En otra de las cartas respondía a mi madre ante la noticia del nacimiento de su primer hijo, mi hermano el mayor. Mis recuerdos de su relación están salpicados de peleas y riñas. Mi hermano llegó a enfrentarse a él en una ocasión, esto horadó un profundo precipicio entre ellos que jamás fue superado por ninguno de los dos. Sin embargo esta carta poseía un tono conmovedor. Inundado de alegría manifestaba su emoción por el nacimiento de su primogénito a quien ardía en deseos de conocer cuanto antes. Se encontraba en aquella ocasión en las islas, pero la ansiada buena nueva haría que anticipase su regreso. La lectura de esta carta me emocionó a mi también pues de alguna forma me acercaba a estos dos familiares tan ajenos a mí durante toda mi vida.
Continué leyendo con fruición, pues la capacidad literaria de mi padre era algo fascinante cuyo valor aumentaba por el desconocimiento previo que yo tenía de la misma.
En sus cartas recorrí el mundo, pues en su juventud, mi padre no dejó rincón alguno por conocer por diferentes motivos. Constaté cómo las vicisitudes de la vida habían fraguado poco a poco el verdadero carácter de mi padre tan opuesto al que yo le supuse durante toda mi vida y que tan solo ahora comenzaba yo a atisbar.

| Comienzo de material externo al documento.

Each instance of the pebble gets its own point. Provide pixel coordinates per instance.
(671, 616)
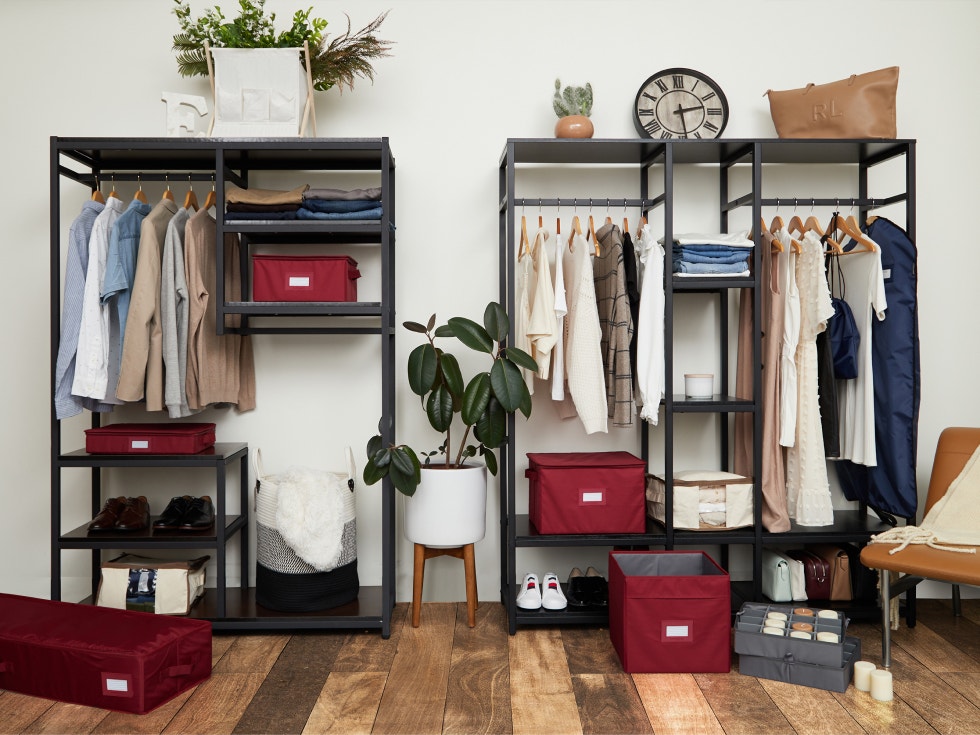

Conocí de su puño y letra la felicidad y el cariño que había puesto en esta familia por la que había dado todo, incluso su propia esencia. Una apuesta vital, sin reservas que le había confinado en esta pequeña localidad y que lentamente lo había ido apagando hasta no dejar de él más que una difusa sombra del hombre que fue una vez.
Había pasado varias horas encaramado al escritorio, leyendo con avidez cada una de las cartas que conformaban aquella correspondencia sin destinatario. Cuando llegué a la última. La carta cuarenta y ocho era una carta de despedida. Una carta inconclusa por funestos motivos ya que es la que se encontraba escribiendo cuando le sobrevino la muerte.
Es como si mi padre quisiera aquí despedirse de sí mismo de manera epistolar. En su lectura pude asistir a la renuncia de su propio pasado. La caída en desgracia de un hombre devorado por el sin sentido de la vida cotidiana. La desesperanza de quien ha perdido ya la fe en toda posibilidad de escape. Quien aguarda el advenimiento de la parca alojado en una especie de muerte en vida.
La lectura de esta última carta me dejó devastado y sumido en un profundo desasosiego.
Aquellas cartas describían con profuso detalle las interioridades de un hombre al que yo consideré vacío por dentro y que en verdad albergaba una riquísima y curiosa mirada del mundo.
Las cartas que escribió mi padre me hicieron sentir pena por él, pero también por mí que experimentaba ahora la impotencia de no haber conocido realmente a aquel hombre.
Las cartas de mi padre hablaban por él. Decían todo aquello que jamás pronunciaron sus labios, enmudecidos por el maltrato al que la vida le había sometido recluyéndolo en su prisión de anodina cotidianidad.
Las cuarenta y ocho cartas que mi padre escondió fueron el mejor regalo que pudo hacerme, pues gracias a ellas logré conocerlo y alojarlo al fin en el lugar que merecía en mi corazón.